Intraventricular hemorrhage volume predicts poor outcomes but not delayed ischemic neurological deficits among patients with ruptured cerebral aneurysms.

BACKGROUND:Intraventricular hemorrhage (IVH) predicts worse outcomes following aneurysmal subarachnoid hemorrhage (SAH). One potential mechanism is that IVH predisposes to the development of delayed ischemic neurological deficits (DINDs). No previous studies have evaluated the association between IVH volume (in milliliters) and subsequent development of DINDs or poor outcomes. OBJECTIVE:To assess the association between the volume of IVH and the subsequent development of DINDs, delayed cerebral infarction, death, and poor neurological outcomes, specifically among patients with concomitant SAH and IVH. METHODS:We performed a cohort study involving 152 consecutive patients with concomitant SAH and IVH. To determine volume of IVH, we used the IVH Score, shown to correlate well with computerized volumetric assessment.
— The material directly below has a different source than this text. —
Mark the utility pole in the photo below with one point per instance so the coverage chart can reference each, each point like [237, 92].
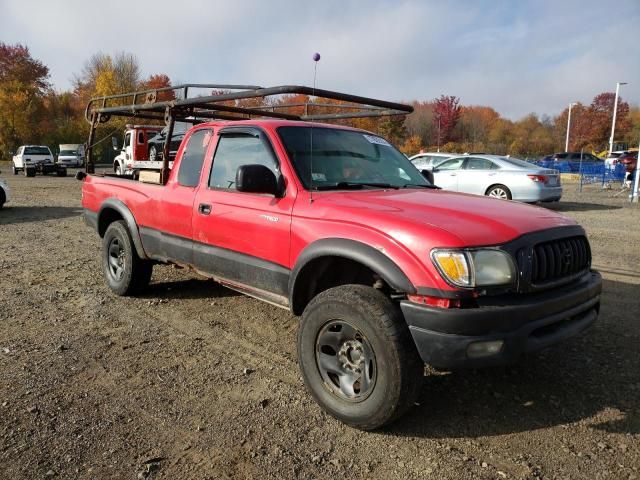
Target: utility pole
[615, 111]
[566, 143]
To determine the relative quantity of subarachnoid blood, we applied the SAH Sum Score. Multivariate logistic regression was used to adjust for potential confounders. RESULTS:There was no significant association between IVH volume and the development of DINDs or delayed infarction. In contrast, patients with poor neurological outcomes had significantly larger baseline IVH volume (mean, 11.8 mL vs 3.8 mL, P = .001). In the multivariate analysis, IVH volume was an independent predictor of poor outcomes (OR per mL: 1.11 [1.04-1.18]). Patients in the highest quartile for IVH volume were far more likely to progress to poor outcome compared with those in the lowest quartile (OR 4.09 [1.32-12.65]). Interobserver agreement in the determination of IVH Score was moderate to good. CONCLUSIONS:IVH volume is an independent predictor of poor neurological outcomes, even after adjusting for the amount of subarachnoid blood. The pathophysiology of this association does not appear to involve an increased risk of DINDs or delayed infarction. Measures aimed at accelerating IVH clearance, such as intraventricular thrombolysis, merit further evaluation.